DMG森精機は2021年6月21日、工作機械上で工具の自動計測ができる「ツールビジュアライザー」を発売した。小径から大径まで幅広い工具を非接触で計測できるため、顕微鏡による手動撮影などが不要になる。
ツールビジュアライザーは、高性能なセンシング技術により、工作機械の主軸に工具を装着したまま、非接触で自動計測ができる。同社の工作機械に搭載している操作盤「CELOS」上に最低限の情報を入力するだけで、干渉チェック用の工具の3Dモデルを作成し、実加工に近い状態で工具を計測する。
高性能な機内カメラが工具の状態を迅速かつ正確に把握し、必要に応じて自動で工具を補正するため、工具の取り外しは不要。機械を停止することなく工具刃先の状態を確認し、時間ごとの状態を把握する。刃先の摩耗量をAI(人工知能)が数値化して工具寿命を予測する自動検出機能は、2022年1月以降に搭載予定だ。

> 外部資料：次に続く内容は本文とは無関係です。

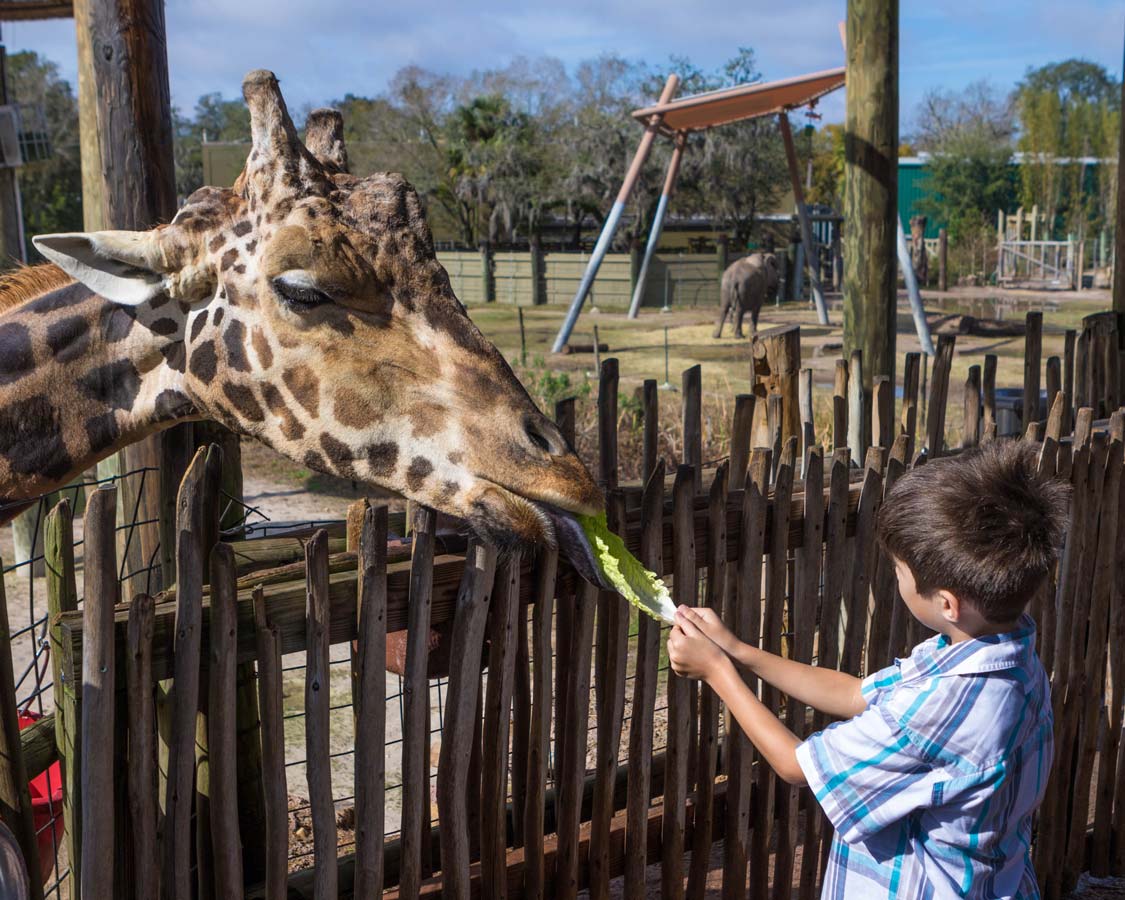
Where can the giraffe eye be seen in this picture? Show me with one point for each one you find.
(299, 294)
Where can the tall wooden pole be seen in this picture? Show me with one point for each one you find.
(1119, 233)
(870, 186)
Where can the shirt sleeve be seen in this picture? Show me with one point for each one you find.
(866, 774)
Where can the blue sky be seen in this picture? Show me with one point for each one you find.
(326, 48)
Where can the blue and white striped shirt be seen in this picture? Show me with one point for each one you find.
(932, 789)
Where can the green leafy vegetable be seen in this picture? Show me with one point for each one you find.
(641, 587)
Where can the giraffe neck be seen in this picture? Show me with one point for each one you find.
(80, 378)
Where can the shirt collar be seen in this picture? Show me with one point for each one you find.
(989, 653)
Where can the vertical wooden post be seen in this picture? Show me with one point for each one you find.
(98, 689)
(943, 250)
(370, 686)
(871, 216)
(62, 596)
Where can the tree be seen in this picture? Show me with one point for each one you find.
(1069, 113)
(969, 138)
(51, 189)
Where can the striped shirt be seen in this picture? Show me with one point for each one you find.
(933, 786)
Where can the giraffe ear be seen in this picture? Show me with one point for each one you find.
(128, 268)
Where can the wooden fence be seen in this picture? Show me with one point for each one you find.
(550, 776)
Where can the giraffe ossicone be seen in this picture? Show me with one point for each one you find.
(305, 307)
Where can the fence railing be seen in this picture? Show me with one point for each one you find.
(568, 755)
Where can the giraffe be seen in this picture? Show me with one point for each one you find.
(304, 307)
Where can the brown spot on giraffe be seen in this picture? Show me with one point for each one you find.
(305, 387)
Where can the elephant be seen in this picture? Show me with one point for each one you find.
(746, 286)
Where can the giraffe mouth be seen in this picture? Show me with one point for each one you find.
(574, 543)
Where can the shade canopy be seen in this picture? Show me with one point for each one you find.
(746, 101)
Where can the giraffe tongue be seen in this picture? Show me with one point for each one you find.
(575, 546)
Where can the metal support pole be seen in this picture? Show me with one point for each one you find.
(654, 235)
(802, 215)
(916, 309)
(611, 222)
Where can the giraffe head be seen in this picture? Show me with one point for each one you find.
(315, 316)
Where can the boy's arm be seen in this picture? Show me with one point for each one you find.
(827, 690)
(695, 656)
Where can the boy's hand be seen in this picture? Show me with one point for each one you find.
(693, 654)
(708, 621)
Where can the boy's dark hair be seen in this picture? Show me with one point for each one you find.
(983, 525)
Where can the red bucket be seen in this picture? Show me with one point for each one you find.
(46, 804)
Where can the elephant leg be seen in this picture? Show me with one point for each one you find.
(723, 308)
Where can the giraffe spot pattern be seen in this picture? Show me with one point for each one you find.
(262, 348)
(234, 338)
(101, 431)
(16, 357)
(204, 361)
(353, 410)
(68, 339)
(305, 387)
(116, 384)
(198, 324)
(243, 399)
(417, 473)
(381, 458)
(339, 455)
(32, 439)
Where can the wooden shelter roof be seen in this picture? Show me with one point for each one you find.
(14, 10)
(745, 101)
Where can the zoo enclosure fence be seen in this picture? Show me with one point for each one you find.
(536, 789)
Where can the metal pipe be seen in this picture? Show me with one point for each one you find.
(908, 275)
(654, 235)
(802, 215)
(611, 222)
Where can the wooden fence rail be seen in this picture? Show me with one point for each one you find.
(550, 777)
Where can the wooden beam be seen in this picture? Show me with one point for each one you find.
(35, 9)
(871, 189)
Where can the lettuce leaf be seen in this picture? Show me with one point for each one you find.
(641, 587)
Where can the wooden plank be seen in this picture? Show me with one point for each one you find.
(268, 642)
(745, 620)
(650, 439)
(62, 597)
(839, 405)
(370, 686)
(858, 437)
(183, 695)
(222, 726)
(910, 372)
(415, 821)
(573, 770)
(988, 390)
(856, 593)
(772, 626)
(707, 757)
(497, 718)
(100, 592)
(740, 437)
(1033, 354)
(971, 432)
(883, 406)
(539, 743)
(644, 702)
(610, 718)
(806, 614)
(684, 592)
(317, 719)
(459, 725)
(938, 389)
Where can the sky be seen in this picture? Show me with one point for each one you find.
(325, 48)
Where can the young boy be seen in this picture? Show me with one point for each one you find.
(932, 779)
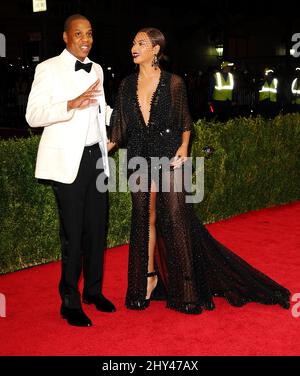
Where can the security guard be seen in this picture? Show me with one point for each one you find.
(221, 92)
(267, 100)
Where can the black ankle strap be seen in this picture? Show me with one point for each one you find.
(151, 274)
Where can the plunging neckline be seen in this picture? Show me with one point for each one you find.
(147, 124)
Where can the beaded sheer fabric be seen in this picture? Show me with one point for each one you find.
(193, 267)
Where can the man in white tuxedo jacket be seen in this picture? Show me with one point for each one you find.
(67, 99)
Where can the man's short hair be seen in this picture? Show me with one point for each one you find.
(71, 18)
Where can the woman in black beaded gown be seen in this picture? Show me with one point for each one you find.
(171, 253)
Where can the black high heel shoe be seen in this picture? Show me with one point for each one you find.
(151, 274)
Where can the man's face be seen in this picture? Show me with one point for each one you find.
(79, 38)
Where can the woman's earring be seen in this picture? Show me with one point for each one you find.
(155, 61)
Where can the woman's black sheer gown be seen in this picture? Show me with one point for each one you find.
(192, 266)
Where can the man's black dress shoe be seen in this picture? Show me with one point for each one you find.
(101, 303)
(75, 316)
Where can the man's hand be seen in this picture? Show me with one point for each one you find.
(110, 145)
(180, 156)
(87, 98)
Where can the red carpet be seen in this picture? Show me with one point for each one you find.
(268, 239)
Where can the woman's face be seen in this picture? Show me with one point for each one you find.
(142, 50)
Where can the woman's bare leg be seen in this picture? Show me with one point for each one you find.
(151, 281)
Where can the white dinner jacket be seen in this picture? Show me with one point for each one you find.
(65, 132)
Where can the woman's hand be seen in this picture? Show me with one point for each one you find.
(110, 145)
(180, 156)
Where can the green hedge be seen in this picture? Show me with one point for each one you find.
(255, 164)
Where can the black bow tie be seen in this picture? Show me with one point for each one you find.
(79, 65)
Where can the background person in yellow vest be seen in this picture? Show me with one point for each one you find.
(221, 92)
(268, 94)
(295, 91)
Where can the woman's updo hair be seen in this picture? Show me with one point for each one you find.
(157, 38)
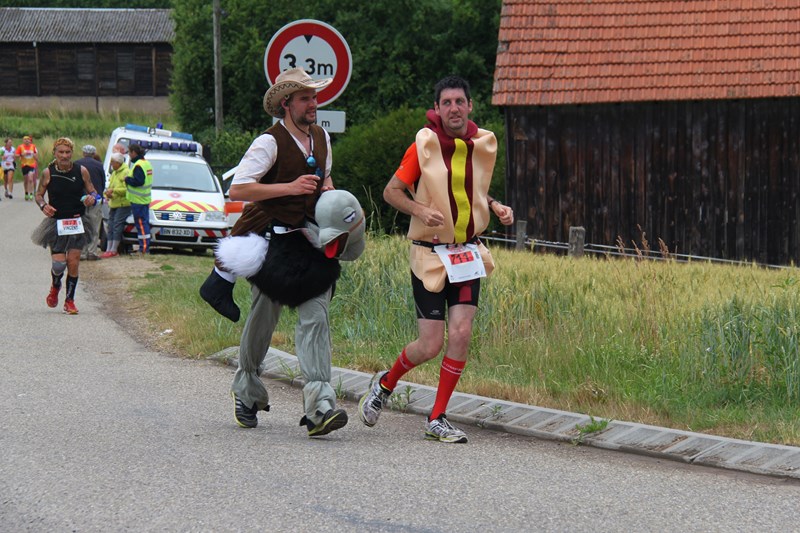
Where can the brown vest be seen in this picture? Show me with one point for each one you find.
(290, 163)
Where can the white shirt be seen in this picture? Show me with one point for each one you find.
(262, 154)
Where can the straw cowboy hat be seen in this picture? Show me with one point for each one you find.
(288, 82)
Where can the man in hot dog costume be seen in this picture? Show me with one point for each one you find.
(443, 184)
(283, 175)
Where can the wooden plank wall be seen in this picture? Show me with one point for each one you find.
(58, 70)
(711, 178)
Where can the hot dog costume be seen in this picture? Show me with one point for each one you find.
(455, 178)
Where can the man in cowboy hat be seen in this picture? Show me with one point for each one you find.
(282, 175)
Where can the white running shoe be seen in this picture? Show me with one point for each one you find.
(443, 431)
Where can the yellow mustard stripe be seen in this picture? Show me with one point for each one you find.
(458, 167)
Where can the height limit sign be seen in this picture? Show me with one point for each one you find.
(322, 52)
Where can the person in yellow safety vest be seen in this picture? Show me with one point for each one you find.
(139, 184)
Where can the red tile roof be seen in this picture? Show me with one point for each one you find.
(592, 51)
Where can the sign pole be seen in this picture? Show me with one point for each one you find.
(217, 68)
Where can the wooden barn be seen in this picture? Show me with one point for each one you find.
(681, 118)
(86, 58)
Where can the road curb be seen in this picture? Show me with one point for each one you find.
(552, 424)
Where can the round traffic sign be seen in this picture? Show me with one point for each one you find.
(316, 47)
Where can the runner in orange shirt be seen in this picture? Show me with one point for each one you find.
(28, 157)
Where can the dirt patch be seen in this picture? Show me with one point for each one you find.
(111, 282)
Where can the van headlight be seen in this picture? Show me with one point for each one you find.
(215, 216)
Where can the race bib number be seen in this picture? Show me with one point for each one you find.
(70, 226)
(461, 261)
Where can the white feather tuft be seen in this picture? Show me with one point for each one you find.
(242, 256)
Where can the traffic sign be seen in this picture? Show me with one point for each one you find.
(316, 47)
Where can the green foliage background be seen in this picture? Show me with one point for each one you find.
(400, 49)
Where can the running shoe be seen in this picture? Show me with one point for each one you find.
(69, 307)
(245, 416)
(443, 431)
(52, 298)
(371, 404)
(331, 421)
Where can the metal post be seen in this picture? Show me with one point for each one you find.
(217, 68)
(577, 236)
(522, 233)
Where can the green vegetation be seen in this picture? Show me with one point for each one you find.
(694, 346)
(394, 64)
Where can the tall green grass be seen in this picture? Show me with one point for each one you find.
(695, 346)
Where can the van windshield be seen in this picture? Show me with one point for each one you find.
(183, 176)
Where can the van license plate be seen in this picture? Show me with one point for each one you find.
(177, 232)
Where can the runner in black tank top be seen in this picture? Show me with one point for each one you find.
(69, 190)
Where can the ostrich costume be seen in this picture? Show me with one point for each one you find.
(294, 266)
(297, 268)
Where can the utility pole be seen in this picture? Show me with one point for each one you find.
(217, 68)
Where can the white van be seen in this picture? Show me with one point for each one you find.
(187, 208)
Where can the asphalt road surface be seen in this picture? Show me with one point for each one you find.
(99, 434)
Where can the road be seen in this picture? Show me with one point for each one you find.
(98, 433)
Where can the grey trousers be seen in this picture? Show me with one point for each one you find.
(95, 213)
(313, 346)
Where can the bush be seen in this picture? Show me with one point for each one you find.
(367, 156)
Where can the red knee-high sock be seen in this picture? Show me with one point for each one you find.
(401, 366)
(448, 379)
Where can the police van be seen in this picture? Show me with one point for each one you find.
(187, 207)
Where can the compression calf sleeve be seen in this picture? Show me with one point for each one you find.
(448, 379)
(72, 284)
(57, 272)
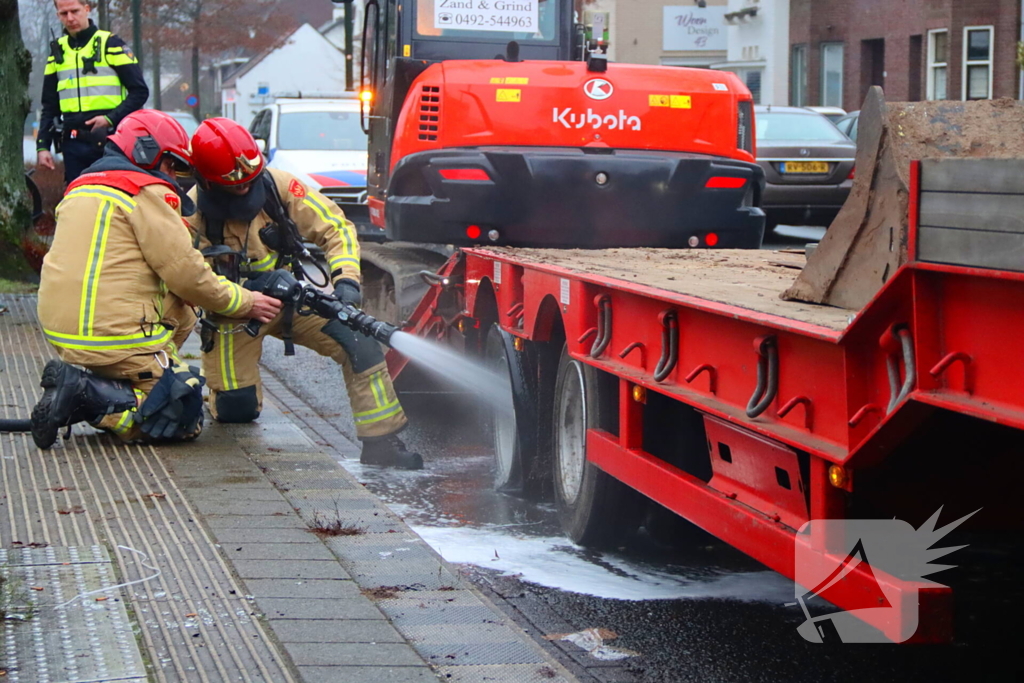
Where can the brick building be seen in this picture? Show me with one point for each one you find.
(914, 49)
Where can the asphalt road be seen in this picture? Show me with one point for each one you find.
(700, 611)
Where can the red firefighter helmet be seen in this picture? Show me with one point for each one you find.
(225, 154)
(147, 135)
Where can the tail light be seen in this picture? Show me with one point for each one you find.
(725, 182)
(464, 174)
(744, 127)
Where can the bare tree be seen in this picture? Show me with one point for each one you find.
(14, 212)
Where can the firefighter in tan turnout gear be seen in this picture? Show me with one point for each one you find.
(244, 217)
(114, 290)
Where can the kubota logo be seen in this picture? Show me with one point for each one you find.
(598, 88)
(570, 119)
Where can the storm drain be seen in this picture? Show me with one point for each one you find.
(62, 626)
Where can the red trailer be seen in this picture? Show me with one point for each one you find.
(683, 376)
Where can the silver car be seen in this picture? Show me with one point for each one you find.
(808, 165)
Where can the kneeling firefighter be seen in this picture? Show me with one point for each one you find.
(114, 289)
(250, 221)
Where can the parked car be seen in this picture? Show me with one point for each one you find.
(848, 125)
(834, 114)
(322, 141)
(808, 165)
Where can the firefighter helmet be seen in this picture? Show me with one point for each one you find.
(147, 135)
(225, 153)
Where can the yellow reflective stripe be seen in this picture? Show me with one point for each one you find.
(236, 303)
(370, 417)
(78, 104)
(337, 261)
(329, 217)
(103, 193)
(227, 375)
(89, 82)
(379, 397)
(113, 342)
(118, 58)
(90, 284)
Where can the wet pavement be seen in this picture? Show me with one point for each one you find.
(701, 612)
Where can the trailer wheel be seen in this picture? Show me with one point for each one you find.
(594, 508)
(514, 430)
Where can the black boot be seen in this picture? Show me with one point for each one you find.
(389, 452)
(72, 395)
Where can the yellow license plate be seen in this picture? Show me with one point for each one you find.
(805, 167)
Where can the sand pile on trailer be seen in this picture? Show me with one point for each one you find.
(867, 242)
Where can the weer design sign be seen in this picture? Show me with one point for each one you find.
(692, 28)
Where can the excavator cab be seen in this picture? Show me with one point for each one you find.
(401, 38)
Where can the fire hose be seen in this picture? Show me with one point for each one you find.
(308, 300)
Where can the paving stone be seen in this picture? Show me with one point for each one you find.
(335, 631)
(231, 507)
(278, 551)
(320, 608)
(348, 654)
(217, 522)
(290, 536)
(236, 494)
(529, 673)
(290, 588)
(288, 569)
(367, 674)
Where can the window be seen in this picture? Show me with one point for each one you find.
(321, 130)
(832, 74)
(938, 55)
(791, 126)
(977, 62)
(798, 74)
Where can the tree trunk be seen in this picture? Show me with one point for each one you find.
(158, 100)
(14, 211)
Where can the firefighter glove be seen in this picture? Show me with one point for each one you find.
(174, 408)
(347, 291)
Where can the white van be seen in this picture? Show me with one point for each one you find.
(322, 141)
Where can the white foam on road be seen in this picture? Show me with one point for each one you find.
(554, 562)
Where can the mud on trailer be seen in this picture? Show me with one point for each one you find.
(681, 377)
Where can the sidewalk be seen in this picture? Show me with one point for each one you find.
(258, 558)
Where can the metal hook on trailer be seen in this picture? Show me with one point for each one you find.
(712, 376)
(898, 337)
(603, 303)
(767, 387)
(670, 344)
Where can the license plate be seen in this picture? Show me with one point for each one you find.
(804, 167)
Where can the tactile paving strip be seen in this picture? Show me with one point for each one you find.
(93, 637)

ツールビジュアライザーは工作機械内で工具形状を取得できるため、工具の計測にとどまらず、工具の折れや破損、切りくずの巻きつきといった工具の異常検出も可能だ。他に、干渉チェック用の工具モデルの登録、工具刃先の鮮明な画像取得なども機内で実施できる。なお、搭載機種は、同社複合加工機「NTX2000 | 1500」「NTX2500 | 1500」「NTX3000 | 1500」の3機種となる(いずれも2nd Generation)。
加工精度を維持するためには、加工前や加工後の工具計測作業が必要だが、作業に時間がかかり計測者の負担も大きかった。ツールビジュアライザーで、これらの計測作業を自動化することにより、作業者の負担や計測データのばらつきを低減し、生産性の向上に貢献する。